Want some inspiration? Go check out the movie “Yes Man” with Jim Carrey or the Yes Theory Youtube channel.
“There are people who prefer to say 'yes' and there are people who prefer to say 'no'. Those who say 'yes' are rewarded by the adventures they have. Those who say 'no' are rewarded by the safety they attain.” Keith Johnstone
🤝 Shared control
While playing improv, one moment you can come on stage and start acting like a troll carrying a dead body and the other moment your partner can reply with
“ahhh Julia, I’m so happy you’re here. Sit down darling, I’ll start with your nails immediately. You wanted something colourful, right sweetie?”.
Replying with
“I’m not Julia, I’m a badass troll”
would result in a very short and bad scene. As good improvising actors as we are, we accept what is happening, adapt to the new situation and build on the idea of the second actor.
“Yes, Giovanni! Make it your masterwork! As a way of inspiration, I brought a big bag full of stuff that reminds me of my childhood. Can you make a nail design based on that?”
We don’t block ideas, we accept and co-create. Both partners share control of what is happening on stage. You literally train yourself to adapt.
Similarly, you can have a plan for life, but life also has an input for you. We have to adapt all the time. The more comfortable you are at this, the better.
⚡ Other advantages
Okay, I see I can go on and on.

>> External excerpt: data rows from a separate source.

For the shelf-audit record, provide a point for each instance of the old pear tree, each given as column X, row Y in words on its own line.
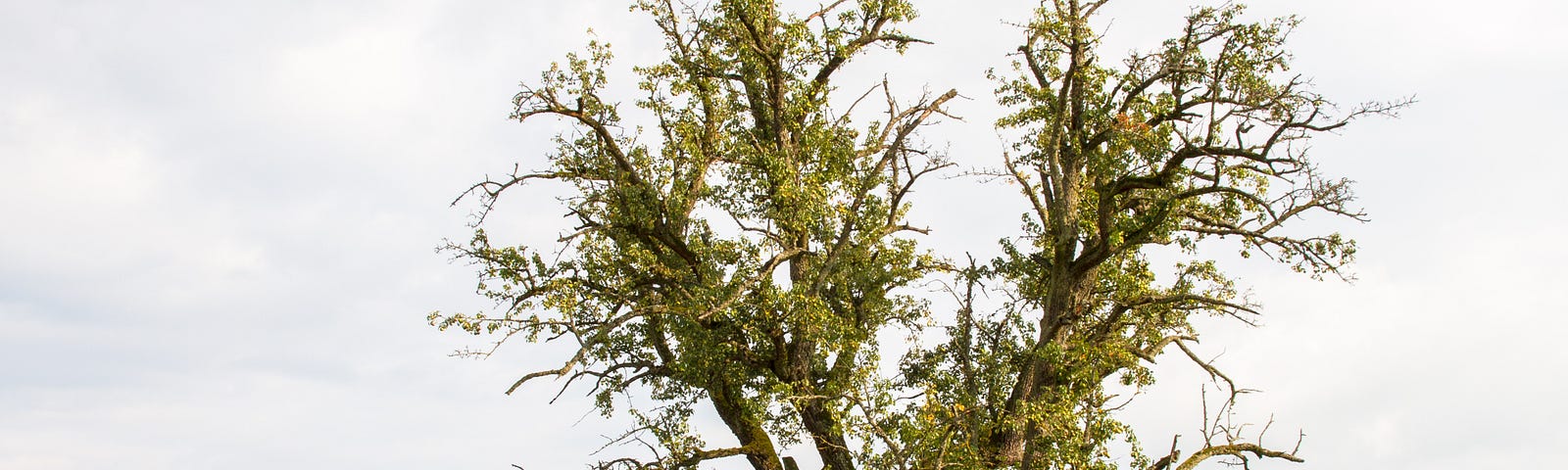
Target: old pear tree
column 745, row 253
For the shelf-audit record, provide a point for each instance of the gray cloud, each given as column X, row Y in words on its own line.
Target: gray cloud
column 220, row 223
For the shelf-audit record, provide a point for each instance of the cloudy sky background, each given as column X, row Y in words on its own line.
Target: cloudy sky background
column 219, row 227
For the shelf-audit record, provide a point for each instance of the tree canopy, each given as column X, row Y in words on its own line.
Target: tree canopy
column 747, row 251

A newsletter is not the best way of communicating all of the advantages. I might do a video or podcast on the topic later on. Here is a summary of some of the other life improvements:
It makes you a better listener: in improv, all you have is what the other person is saying, so you have to be a good listener
It makes you more empathetic: you have to see the new reality from their perspective. It teaches you to accept more than you would in real life. A lot of that moves into your real life.
It makes you more curious in life. It makes you ask more questions: instead of “okay sounds cool'“, you shift your way of asking questions to “I don’t know anything about that. Tell me everything”
You learn to face risk. You learn to handle failure. You learn to step out of your comfort zone
It creates great friendships. You’re learning something new while being very vulnerable
You become better at tuning in with your emotions. By labelling and playing fake emotions.
You upgrade your presentation and communication skills
You get high on energy after a great class or a fantastic show
It’s definitely a boost for your confidence!
😍 My Favorite Things of last week
📝 This post with some great tips on using Gmail more productively and getting more out of the tool (you have to actually open the post and swipe to see the tips)
✍ I did a writing workshop with Bowie Redman. Next to a very cool visualisation exercise, writing a Pantoum poem and a free writing exercise, she also dived into the world of subconscious writing. I definitely recommend it.
🗨 Quote of the week
“My worry can’t change the future. My regret can’t change the past.”